The border is violence, and the land itself bleeds in The Verging Cities, becoming bleached-white bone or dying angels—or one Angel, sought by some violent border patrol agent. Don’t look away, Scenters-Zapico might as well say, and her words make it impossible to forget, as the violence of the border seeps into the weeping land, or turns up in broken bodies in the desert, or on a street, and Angel and the narrator alternately escape border patrol and are caught up in its violent web.
Poetry can be almost frightening prescient, timeless in its reach from past to present, and The Verging Cities pulls timeless with the best of them. Ciudad Juárez and El Paso are living, breathing, bleeding things, Juárez the more vital, El Paso the more dull; border patrol, in its casual brutality, is cut from the same cloth as George Floyd’s killers, or Breonna Taylor’s, and “Woman Found Near Sunland Park Mall (El Paso, Texas)”1 made me catch my breath and pause.

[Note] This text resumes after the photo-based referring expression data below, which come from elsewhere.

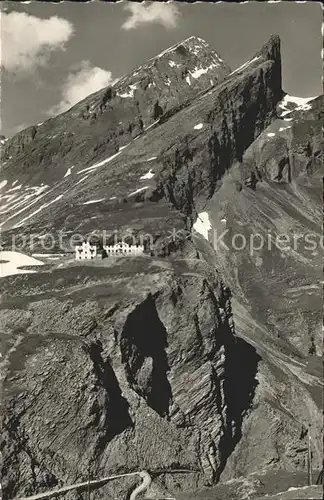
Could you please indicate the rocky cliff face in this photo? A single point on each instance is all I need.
(137, 364)
(149, 374)
(109, 119)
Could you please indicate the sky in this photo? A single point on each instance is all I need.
(54, 55)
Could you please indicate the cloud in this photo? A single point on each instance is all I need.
(79, 84)
(155, 12)
(27, 41)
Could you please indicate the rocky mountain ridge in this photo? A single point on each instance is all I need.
(165, 367)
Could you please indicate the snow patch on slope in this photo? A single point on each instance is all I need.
(245, 65)
(148, 175)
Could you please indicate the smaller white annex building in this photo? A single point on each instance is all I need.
(85, 251)
(88, 251)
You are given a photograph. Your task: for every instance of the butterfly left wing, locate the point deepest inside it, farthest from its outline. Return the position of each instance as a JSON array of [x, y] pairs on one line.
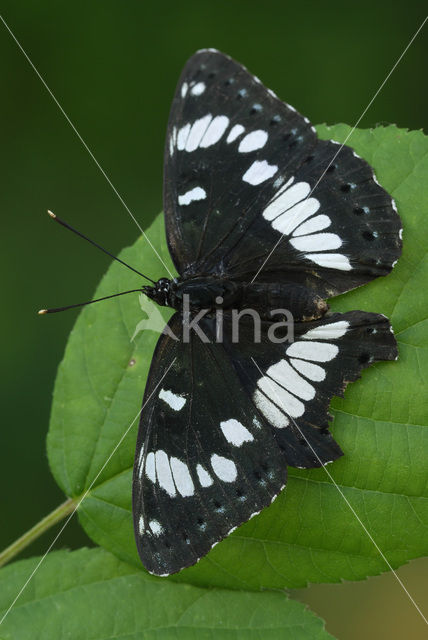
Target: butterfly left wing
[[244, 173], [293, 382], [227, 137], [205, 462]]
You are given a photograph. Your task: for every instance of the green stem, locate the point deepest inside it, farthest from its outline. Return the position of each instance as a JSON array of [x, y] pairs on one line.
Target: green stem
[[32, 534]]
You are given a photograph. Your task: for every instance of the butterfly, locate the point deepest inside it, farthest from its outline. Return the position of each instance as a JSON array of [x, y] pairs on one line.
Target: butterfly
[[259, 213]]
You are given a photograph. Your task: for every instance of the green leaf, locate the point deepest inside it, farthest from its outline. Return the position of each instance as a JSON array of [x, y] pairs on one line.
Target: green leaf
[[309, 533], [91, 595]]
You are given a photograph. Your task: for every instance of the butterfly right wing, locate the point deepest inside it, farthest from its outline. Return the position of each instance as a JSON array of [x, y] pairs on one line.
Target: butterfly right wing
[[292, 383], [205, 462]]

Natalie Scenters-Zapico writes a borderlands poetics, a fierce and angry and defiant song that Gloria Anzaldúa, to whom she dedicates “La Mariscal Ciudad Juárez, México,”2 would surely recognize. The Verging Cities is fierce and heartbreaking and infuriating, but it is also a love story—to Angel, yes, but also to those twin cities, Juárez and El Paso, and the people on either side of that imaginary line.
And, yes: I read Scenters-Zapico’s Lima :: Limón last year, also for the Sealey Challenge, and it is magnificent, too.